In Jellyfish, what does the "-C" switch do?
2
1
Entering edit mode
5.9 years ago
Tom ▴ 20

In plain English, with a background explanation, can someone explain what that -C command does? It says something about canonical, but I'm just finding this to be too ambiguous. What does that even mean? What does "both strands" mean? Is it doing a kmer analysis on a generated compliment strand from the raw reads??

Jellyfish Kmer Assembly • 1.6k views
2
Entering edit mode
5.9 years ago
John 13k

Straight from man jellyfish (one of the lesser-known Marvel superheros):

ORIENTATION
When the orientation of the sequences in the input fasta file is not known, e.g. in sequencing reads, using
--both-strands (-C) makes the most sense.

For any k-mer m, its canonical representation is m itself or its reverse-complement, whichever comes first
lexicographically. With the option -C, only the canonical representation of the mers are stored in the hash
and the count value is the number of occurrences of both the mer and its reverse-complement.

This flag always causes so much confusion, because many biologists like myself do not know what "canonical" in this context means. I would have thought canonical meant mapped to the forward strand or something - the 'canon' DNA sequence - but no. For example, 'TAGGGACT', although it exists in the human genome, is non-canonical (using the Jellyfish definition), because it's lexographically after 'AGTCCCTA', and thus it will get rev.comp'd before adding it to Jellyfish's hashtable. I think it was mainly thought of to save RAM, as jelly only needs to store 1/2 as many DNA fragments when the k-mer size is small, and not anything to do with 'fixing' reverse complimented reads from sequencing. If you wanted to solve that specific problem, you'd map your reads then have jelly parse the BAM file, using the flag for reverse strand to rev. comp. when needed.

1
Entering edit mode

Perhaps from a biological perspective "Canonical" is misleading, but it's definitely the right terminology from a math / computer-science perspective. Thanks for sharing your perspective, though - I was not aware that it caused any confusion.

0
Entering edit mode

Ah is that where it comes from! :) Sorry, I'm a comic-book nerd who was never very good at maths, so maybe canonical was only non-obvious to me.

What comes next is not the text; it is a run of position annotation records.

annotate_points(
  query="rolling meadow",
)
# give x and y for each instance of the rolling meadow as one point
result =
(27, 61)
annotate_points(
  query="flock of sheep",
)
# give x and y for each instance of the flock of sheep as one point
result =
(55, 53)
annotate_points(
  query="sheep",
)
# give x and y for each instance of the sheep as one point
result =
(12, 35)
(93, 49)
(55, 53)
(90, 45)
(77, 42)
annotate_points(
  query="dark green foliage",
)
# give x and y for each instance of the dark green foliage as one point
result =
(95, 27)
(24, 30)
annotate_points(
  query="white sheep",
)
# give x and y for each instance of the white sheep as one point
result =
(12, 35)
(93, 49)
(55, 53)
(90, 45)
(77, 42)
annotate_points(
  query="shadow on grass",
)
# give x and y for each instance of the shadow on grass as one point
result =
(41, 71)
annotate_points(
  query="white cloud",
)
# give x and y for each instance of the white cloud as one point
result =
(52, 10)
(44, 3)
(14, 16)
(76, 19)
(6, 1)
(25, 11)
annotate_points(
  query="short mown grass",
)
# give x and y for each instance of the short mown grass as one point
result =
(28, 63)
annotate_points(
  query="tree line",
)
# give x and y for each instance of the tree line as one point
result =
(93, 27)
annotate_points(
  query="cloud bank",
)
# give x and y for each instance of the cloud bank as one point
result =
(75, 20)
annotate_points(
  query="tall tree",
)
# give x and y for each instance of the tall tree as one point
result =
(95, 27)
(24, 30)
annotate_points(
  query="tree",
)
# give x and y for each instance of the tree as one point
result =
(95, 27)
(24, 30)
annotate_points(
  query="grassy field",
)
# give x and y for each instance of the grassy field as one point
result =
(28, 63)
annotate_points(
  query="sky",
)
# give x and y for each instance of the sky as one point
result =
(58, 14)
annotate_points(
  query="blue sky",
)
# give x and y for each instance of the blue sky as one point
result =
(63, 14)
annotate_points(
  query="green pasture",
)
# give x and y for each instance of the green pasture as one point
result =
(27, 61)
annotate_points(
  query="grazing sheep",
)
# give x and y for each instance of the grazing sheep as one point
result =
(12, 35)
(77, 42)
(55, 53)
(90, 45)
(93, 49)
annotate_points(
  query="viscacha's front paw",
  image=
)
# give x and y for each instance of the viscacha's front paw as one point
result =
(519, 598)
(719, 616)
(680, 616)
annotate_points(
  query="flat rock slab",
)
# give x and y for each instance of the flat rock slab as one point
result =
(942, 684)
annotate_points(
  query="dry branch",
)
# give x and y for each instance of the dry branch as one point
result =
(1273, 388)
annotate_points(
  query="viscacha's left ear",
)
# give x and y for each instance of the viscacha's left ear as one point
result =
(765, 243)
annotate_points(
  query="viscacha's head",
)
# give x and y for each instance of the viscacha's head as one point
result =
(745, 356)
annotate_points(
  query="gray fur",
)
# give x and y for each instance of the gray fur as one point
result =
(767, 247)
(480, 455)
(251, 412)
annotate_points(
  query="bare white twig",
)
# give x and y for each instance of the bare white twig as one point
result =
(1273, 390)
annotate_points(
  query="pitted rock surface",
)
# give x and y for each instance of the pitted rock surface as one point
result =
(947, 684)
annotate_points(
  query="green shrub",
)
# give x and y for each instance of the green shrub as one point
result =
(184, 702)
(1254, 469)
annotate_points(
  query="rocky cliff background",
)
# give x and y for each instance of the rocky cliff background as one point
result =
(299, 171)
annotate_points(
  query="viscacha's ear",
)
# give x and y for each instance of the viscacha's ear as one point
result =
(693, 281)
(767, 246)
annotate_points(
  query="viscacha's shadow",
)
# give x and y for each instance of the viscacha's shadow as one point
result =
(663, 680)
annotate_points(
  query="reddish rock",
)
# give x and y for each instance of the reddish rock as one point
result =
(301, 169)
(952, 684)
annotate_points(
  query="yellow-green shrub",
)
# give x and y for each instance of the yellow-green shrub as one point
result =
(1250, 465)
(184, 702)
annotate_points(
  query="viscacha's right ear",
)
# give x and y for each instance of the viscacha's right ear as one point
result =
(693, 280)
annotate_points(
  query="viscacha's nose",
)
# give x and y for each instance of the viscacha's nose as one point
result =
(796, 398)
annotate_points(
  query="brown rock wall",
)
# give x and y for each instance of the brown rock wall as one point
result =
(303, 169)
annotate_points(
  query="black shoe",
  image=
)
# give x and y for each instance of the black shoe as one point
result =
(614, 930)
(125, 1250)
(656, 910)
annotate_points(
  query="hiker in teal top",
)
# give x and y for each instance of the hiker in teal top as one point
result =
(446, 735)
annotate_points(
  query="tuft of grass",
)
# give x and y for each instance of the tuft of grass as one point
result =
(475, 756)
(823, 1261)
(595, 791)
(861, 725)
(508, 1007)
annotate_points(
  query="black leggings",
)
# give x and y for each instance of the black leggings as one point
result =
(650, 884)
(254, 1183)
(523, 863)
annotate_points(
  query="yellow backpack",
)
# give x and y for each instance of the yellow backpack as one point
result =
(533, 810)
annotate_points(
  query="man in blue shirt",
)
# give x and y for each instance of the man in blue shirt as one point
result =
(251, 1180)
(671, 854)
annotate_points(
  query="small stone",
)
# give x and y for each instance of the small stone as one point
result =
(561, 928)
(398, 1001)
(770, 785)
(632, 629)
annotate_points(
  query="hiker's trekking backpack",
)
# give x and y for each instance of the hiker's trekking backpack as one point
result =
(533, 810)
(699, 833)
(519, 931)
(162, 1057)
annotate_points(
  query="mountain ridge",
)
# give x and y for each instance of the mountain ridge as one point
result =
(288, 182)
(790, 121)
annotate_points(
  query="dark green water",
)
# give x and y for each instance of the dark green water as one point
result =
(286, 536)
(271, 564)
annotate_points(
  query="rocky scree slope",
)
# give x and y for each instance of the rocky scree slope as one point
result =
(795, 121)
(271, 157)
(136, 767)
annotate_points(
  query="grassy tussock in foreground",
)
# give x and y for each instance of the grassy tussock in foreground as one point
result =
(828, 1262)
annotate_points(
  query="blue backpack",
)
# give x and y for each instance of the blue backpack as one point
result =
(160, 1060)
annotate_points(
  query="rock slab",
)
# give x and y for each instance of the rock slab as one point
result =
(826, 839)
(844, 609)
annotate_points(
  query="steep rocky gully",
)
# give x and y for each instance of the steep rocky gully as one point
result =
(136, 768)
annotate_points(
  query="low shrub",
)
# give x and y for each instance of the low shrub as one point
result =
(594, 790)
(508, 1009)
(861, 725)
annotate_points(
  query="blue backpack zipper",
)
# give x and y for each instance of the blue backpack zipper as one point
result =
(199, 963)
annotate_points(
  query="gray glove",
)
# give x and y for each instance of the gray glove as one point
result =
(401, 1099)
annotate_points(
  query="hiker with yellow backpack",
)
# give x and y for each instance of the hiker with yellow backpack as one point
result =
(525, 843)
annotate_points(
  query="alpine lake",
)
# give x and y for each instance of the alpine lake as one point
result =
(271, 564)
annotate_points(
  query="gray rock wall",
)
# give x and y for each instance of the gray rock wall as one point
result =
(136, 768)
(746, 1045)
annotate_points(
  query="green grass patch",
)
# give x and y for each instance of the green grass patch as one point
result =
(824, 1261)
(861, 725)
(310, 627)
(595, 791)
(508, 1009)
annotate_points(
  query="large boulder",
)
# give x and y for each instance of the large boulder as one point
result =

But the --both-strands flag makes it very clear, plus the man page I think makes it clear too. It's only the jellyfish count --help I think which is confusing, because the description of -C is:

-C, --canonical Count both strand, canonical representation (false)

Maybe something like:

Rev.comp. mer if result is alphabetically sooner. Better reflects strand ambiguity.

Its a tough one to cram into < 100 char though! Maybe just put 'see man page', haha :)

0
Entering edit mode

Wouldn't not counting a k-mer fragment that has a matching reverse compliment already in the jellyfish hash table for k-mers mean that you would inadvertently skip sequences? What if a section of the genome "just so happens" to have a sequence that matches a reverse compliment of a k-mer already in the hash table?

0
Entering edit mode

Yes, there are lots of regions in the genome which are just TTTTTTTTTTTTTTTTTT for example, which will always get turned to AAA.., but the idea was that in situations where you don't know the strand (single end sequencing which maps to both strands just as well - or reads which haven't/can't be mapped to a genome for some reason) it makes no-sense to treat AAA- any differently from TTT-, so combining them into one makes sense.

But again, in situations where you could map and then discern the strand, it would make more sense to rev. comp. what you know to be on the reverse strand and drop the few reads you are unsure of. But not everyone has this luxury...

0
Entering edit mode
5.9 years ago

Reads from genomic libraries will be from either strand of the DNA. If you don't include the -C flag, then k-mers from each strand will be counted separately, even though they should really be counted together.

For example, if you have a genomic segment represented by these two complementary strands:

AGTCCCTA
TCAGGGAT


Let's say you have 20 reads with k-mers that corresponds to the AGTCCCTA strand and 30 reads that corresponds to the TCAGGGAT strand. If you don't use -C, then jellyfish will count the two strands separately and output 20 and 30 counts for the two k-mers. If you use the -C flag, then jellyfish will count 50 total for this "canonical" k-mer representing both strands.